Department of Psychology, University of California, Los Angeles, Portola Plaza, Los Angeles, CA 91602, USA.
Department of Psychology, University of California, Los Angeles, Portola Plaza, Los Angeles, CA 91602, USA.
Curr Biol. 2022 Jul 25;32(14):3210-3218.e3. doi: 10.1016/j.cub.2022.06.035. Epub 2022 Jun 24.

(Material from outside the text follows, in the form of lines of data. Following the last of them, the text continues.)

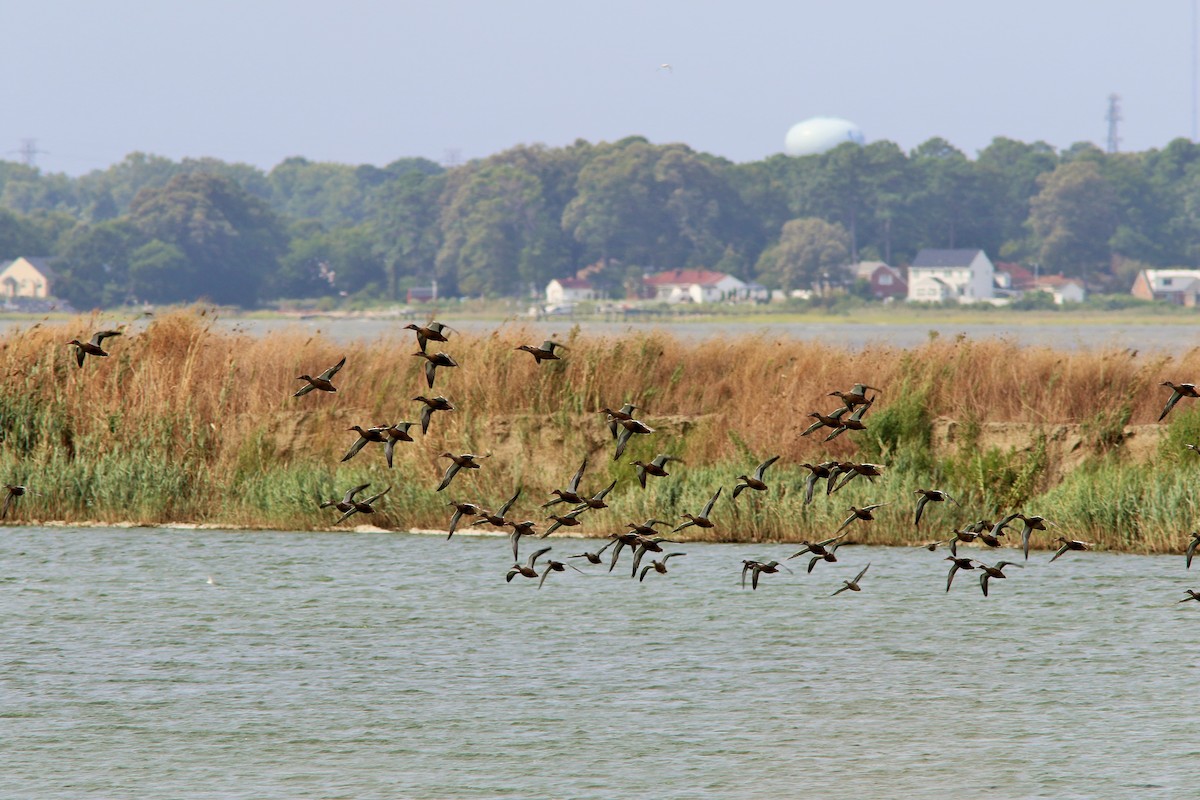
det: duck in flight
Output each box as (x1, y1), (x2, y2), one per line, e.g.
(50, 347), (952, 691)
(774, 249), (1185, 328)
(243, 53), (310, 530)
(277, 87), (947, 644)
(67, 331), (121, 367)
(733, 456), (779, 500)
(293, 355), (346, 397)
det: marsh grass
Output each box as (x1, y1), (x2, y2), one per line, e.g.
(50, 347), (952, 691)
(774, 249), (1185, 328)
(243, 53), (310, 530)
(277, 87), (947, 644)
(0, 309), (1200, 551)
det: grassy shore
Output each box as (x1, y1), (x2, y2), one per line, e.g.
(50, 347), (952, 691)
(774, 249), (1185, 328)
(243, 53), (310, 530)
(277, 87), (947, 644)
(0, 311), (1200, 552)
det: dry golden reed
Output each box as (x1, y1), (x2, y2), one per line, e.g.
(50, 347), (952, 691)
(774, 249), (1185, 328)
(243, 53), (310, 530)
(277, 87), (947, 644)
(0, 309), (1200, 551)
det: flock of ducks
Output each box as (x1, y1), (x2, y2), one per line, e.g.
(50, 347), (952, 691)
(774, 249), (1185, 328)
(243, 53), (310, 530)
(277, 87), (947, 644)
(0, 321), (1200, 602)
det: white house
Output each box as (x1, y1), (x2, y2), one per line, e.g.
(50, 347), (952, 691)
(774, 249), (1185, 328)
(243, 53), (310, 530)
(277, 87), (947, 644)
(1130, 270), (1200, 307)
(1025, 275), (1086, 306)
(0, 257), (55, 300)
(642, 270), (753, 302)
(546, 278), (600, 306)
(907, 249), (996, 303)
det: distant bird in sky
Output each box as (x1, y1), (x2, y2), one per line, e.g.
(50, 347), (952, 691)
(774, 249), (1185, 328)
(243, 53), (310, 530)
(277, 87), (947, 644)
(293, 355), (346, 397)
(67, 331), (121, 367)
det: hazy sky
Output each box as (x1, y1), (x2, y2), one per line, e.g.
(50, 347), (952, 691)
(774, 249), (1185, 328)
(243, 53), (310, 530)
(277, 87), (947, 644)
(0, 0), (1195, 174)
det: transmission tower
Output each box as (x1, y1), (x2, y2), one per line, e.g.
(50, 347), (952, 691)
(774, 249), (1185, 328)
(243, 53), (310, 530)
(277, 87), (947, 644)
(1104, 95), (1121, 152)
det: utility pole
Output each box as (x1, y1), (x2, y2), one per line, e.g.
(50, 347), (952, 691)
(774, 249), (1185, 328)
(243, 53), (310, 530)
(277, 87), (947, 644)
(1104, 95), (1121, 154)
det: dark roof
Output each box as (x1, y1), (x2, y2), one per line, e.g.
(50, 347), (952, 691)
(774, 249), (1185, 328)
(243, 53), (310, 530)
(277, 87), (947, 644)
(910, 247), (979, 267)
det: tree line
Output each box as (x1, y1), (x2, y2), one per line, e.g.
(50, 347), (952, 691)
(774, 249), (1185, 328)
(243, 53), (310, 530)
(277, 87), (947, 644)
(0, 137), (1200, 308)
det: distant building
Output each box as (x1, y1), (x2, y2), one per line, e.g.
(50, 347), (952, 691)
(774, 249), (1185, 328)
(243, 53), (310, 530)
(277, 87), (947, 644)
(0, 257), (56, 300)
(852, 261), (908, 300)
(1129, 270), (1200, 307)
(643, 270), (769, 302)
(908, 249), (996, 303)
(404, 287), (438, 303)
(546, 278), (600, 306)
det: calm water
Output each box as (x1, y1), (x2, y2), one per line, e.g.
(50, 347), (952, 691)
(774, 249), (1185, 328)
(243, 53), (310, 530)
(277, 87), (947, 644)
(0, 528), (1200, 799)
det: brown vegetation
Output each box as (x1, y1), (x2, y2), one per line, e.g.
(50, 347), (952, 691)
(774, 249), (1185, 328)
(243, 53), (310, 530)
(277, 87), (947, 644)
(0, 311), (1200, 549)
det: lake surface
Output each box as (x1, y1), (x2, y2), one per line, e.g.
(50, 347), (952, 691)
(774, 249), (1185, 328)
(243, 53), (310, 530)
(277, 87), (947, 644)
(0, 528), (1200, 800)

For over two decades, phasic activity in midbrain dopamine neurons was considered synonymous with the prediction error in temporal-difference reinforcement learning. Central to this proposal is the notion that reward-predictive stimuli become endowed with the scalar value of predicted rewards. When these cues are subsequently encountered, their predictive value is compared to the value of the actual reward received, allowing for the calculation of prediction errors. Phasic firing of dopamine neurons was proposed to reflect this computation, facilitating the backpropagation of value from the predicted reward to the reward-predictive stimulus, thus reducing future prediction errors. There are two critical assumptions of this proposal: (1) that dopamine errors can only facilitate learning about scalar value and not more complex features of predicted rewards, and (2) that the dopamine signal can only be involved in anticipatory cue-reward learning in which cues or actions precede rewards. Recent work has challenged the first assumption, demonstrating that phasic dopamine signals across species are involved in learning about more complex features of the predicted outcomes, in a manner that transcends this value computation. Here, we tested the validity of the second assumption. Specifically, we examined whether phasic midbrain dopamine activity would be necessary for backward conditioning-when a neutral cue reliably follows a rewarding outcome. Using a specific Pavlovian-to-instrumental transfer (PIT) procedure, we show rats learn both excitatory and inhibitory components of a backward association, and that this association entails knowledge of the specific identity of the reward and cue. We demonstrate that brief optogenetic inhibition of VTA neurons timed to the transition between the reward and cue reduces both of these components of backward conditioning. These findings suggest VTA neurons are capable of facilitating associations between contiguously occurring events, regardless of the content of those events. We conclude that these data may be in line with suggestions that the VTA error acts as a universal teaching signal. This may provide insight into why dopamine function has been implicated in myriad psychological disorders that are characterized by very distinct reinforcement-learning deficits.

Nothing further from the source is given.